Background: A familiar behaviour of independent and identically distributed (i.i.d.) random variables $X_1, X_2,\ldots X_n$ is concentration: the probability that the sum $X_1+X_2+\ldots X_n$ exceeds $\mathbb{E}(X_1+X_2+\ldots X_n)$ by $n\varepsilon$ decreases as $e^{-n\varepsilon^2}$ (see here). This behaviour is well studied in other settings where similar `independence' is expected, such as for the Gibbs distribution of locally interacting spins.

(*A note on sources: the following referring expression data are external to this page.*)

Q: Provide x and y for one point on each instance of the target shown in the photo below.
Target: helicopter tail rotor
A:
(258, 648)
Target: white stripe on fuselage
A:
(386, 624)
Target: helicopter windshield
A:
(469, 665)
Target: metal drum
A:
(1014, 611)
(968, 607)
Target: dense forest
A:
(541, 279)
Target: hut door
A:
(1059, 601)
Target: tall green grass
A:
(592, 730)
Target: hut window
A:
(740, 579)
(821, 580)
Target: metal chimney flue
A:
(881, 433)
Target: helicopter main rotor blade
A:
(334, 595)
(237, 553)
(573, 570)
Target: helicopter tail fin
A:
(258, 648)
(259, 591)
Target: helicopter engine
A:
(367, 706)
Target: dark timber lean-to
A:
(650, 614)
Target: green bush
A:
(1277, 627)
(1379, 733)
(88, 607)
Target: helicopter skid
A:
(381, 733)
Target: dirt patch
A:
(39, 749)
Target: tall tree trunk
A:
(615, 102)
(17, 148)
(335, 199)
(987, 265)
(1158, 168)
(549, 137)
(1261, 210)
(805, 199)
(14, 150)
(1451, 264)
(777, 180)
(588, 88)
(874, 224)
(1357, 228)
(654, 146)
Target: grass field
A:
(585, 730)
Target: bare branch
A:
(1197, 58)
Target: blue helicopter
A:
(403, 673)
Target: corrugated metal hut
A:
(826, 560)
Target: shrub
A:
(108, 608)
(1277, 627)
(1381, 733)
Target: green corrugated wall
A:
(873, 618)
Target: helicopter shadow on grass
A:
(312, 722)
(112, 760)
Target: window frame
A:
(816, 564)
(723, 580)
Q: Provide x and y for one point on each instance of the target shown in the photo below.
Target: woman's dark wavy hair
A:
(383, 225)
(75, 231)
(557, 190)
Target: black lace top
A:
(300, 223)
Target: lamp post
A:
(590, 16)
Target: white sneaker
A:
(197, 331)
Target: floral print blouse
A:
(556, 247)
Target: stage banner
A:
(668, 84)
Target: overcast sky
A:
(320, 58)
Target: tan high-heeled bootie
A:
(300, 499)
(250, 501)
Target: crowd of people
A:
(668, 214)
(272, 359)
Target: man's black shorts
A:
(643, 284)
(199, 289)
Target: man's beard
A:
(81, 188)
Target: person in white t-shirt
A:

Surface-order large deviation is a remarkable phenomena that arises in two dimensional spin systems. Consider a $\sqrt{n}\times \sqrt{n}$ square lattice with the set of edges $E$ and the Ising ferromagnetic hamiltonian: $H=-\sum_{(i,j)\in E}\sigma^z_i\sigma^z_j$ ($\sigma^z$ is the `Z' Pauli matrix). The Gibbs distribution of the hamiltonian is $e^{-\beta H}$ (up to normalization). If there is no boundary condition imposed, the expected value of magnetization $M=\sum_i \sigma^z_i$ is $0$, since flipping all the spins in any spin configuration does not change the energy, but changes the value of magnetization from $m$ to $-m$. If the inverse temperature $\beta$ is smaller than a critical value $\beta_c$, the probability (under the Gibbs distribution) that magnetization is larger than $n\varepsilon$ decays exponentially in $n$, similar to the i.i.d. random variables. But for $\beta>\beta_c$, there is a constant $q$, such that the probability that the magnetization is larger than $nq$ decays as $e^{-O(\sqrt{n})}$, which is significantly larger than $e^{-O(n)}$. The source of this behaviour is that if we set the boundary spins to all $1$'s (which has probability $e^{-O(\text{number of boundary spins})}=e^{-O(\sqrt{n})}$), the expected magnetization within the system jumps from $0$ to a value larger than $nq$. Two excellent references on the topic are this and this
Question: Does surface order large deviation persist for $\beta>\beta_c$, when an external magnetic field is present? More precisely, consider the hamiltonian $H=-\sum_{(i,j)\in E}\sigma^z_i\sigma^z_j - h\sum_i \sigma^z_i$ with $h>0$ and the Gibbs state $e^{-\beta H}$ (up to normalization). Let the expected magnetization be $\langle M\rangle$. Is there a constant magnetic field strengh $h$ (constant means there is no dependence on $n$) and a constant $q$, such that the probability that the magnetization exceeds $\langle M\rangle + qn$ is $e^{-O(\sqrt{n})}$?